Many messages, perhaps every message consists of more than one message. There is the message (text) and an associated message (sub-text). A simple example could be a child saying, 'Mummy, I want a hug' with the sub-text being 'Its windy outside and I feel a little bit frightened.' A more complex example could be a TV programme of the mid-evening variety, say set in a hospital or family business, which sets out to explore an issue, say, abortion (text) but the sub-text is, say, the acceptability of abortion or the right of a woman to choose without restraint of moral or family concerns.

When we preach its worth thinking about the sub-texts of our messages. Both thinking about sub-text(s) we intend to be communicated and which are good and holy and worthy things to say, and about sub-text(s) we do not actually want to communicate.

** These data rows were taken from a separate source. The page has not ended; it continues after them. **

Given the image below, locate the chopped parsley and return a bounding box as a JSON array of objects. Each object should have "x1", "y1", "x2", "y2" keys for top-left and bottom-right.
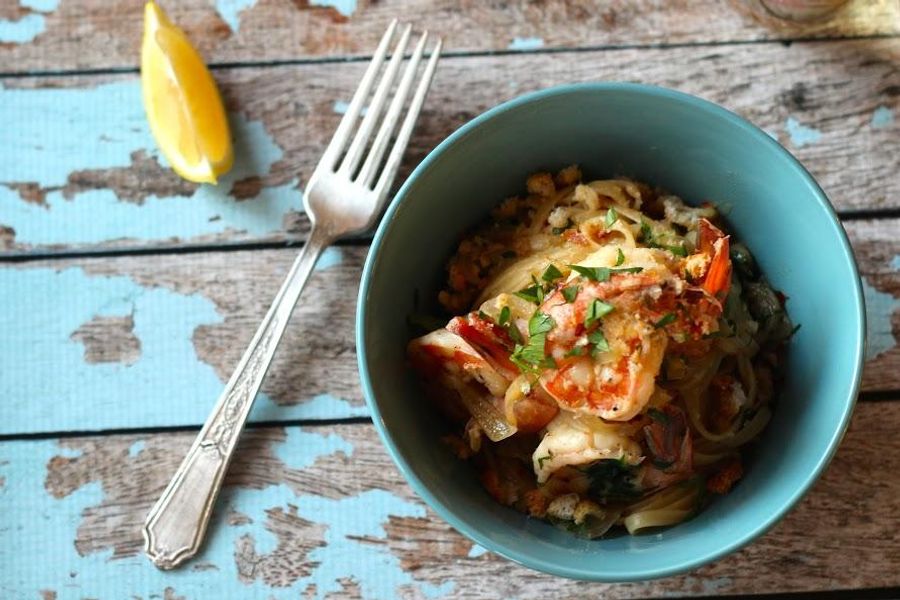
[
  {"x1": 569, "y1": 265, "x2": 644, "y2": 282},
  {"x1": 640, "y1": 219, "x2": 653, "y2": 246},
  {"x1": 604, "y1": 206, "x2": 619, "y2": 229},
  {"x1": 560, "y1": 285, "x2": 581, "y2": 304},
  {"x1": 581, "y1": 459, "x2": 643, "y2": 504},
  {"x1": 538, "y1": 450, "x2": 553, "y2": 469},
  {"x1": 528, "y1": 311, "x2": 556, "y2": 336},
  {"x1": 584, "y1": 298, "x2": 615, "y2": 327},
  {"x1": 541, "y1": 263, "x2": 562, "y2": 282},
  {"x1": 509, "y1": 311, "x2": 556, "y2": 373},
  {"x1": 550, "y1": 218, "x2": 575, "y2": 235},
  {"x1": 515, "y1": 281, "x2": 544, "y2": 304},
  {"x1": 588, "y1": 329, "x2": 609, "y2": 358},
  {"x1": 653, "y1": 313, "x2": 675, "y2": 329}
]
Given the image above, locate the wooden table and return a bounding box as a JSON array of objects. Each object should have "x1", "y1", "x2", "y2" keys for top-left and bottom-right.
[{"x1": 0, "y1": 0, "x2": 900, "y2": 599}]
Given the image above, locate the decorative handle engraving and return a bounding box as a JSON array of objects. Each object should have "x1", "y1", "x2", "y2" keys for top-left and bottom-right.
[{"x1": 143, "y1": 228, "x2": 332, "y2": 569}]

We might set out to preach about God's expectation that Christians forgive each other. Along the way we provide illustrations which encourage our hearers to forgive one another with the (good and holy and worthy) sub-text being the message that a forgiving community is likely to be an attractive community for the gospel as people see how we love one another. But we might also take care because we realise that if we tell story X we will be giving a reasonably obvious sub-text about situation Y where it is well known to the congregation that some unfinished relational business needs to be conducted!

Sometimes we might bring the sub-text right out into the open. (Perhaps it is no longer a sub-text after that)! Our church might be enmeshed in a large building project which is a little bit controversial. We are going to preach on Nehemiah rebuilding Jerusalem. So right at the beginning we acknowledge the building project, acknowledge the differences of opinion, and then launch into Nehemiah. In this kind of case, not to mention the building project and its controversy could be to make members of the congregation feel that they are being subtley got at - that the message we were really bringing was not about Nehemiah but about the situation at our church. The problem with the sub-text then is it is likely to get people's backs up and they will fume way at the sub-text while the text - the message about Nehemiah sails over their heads!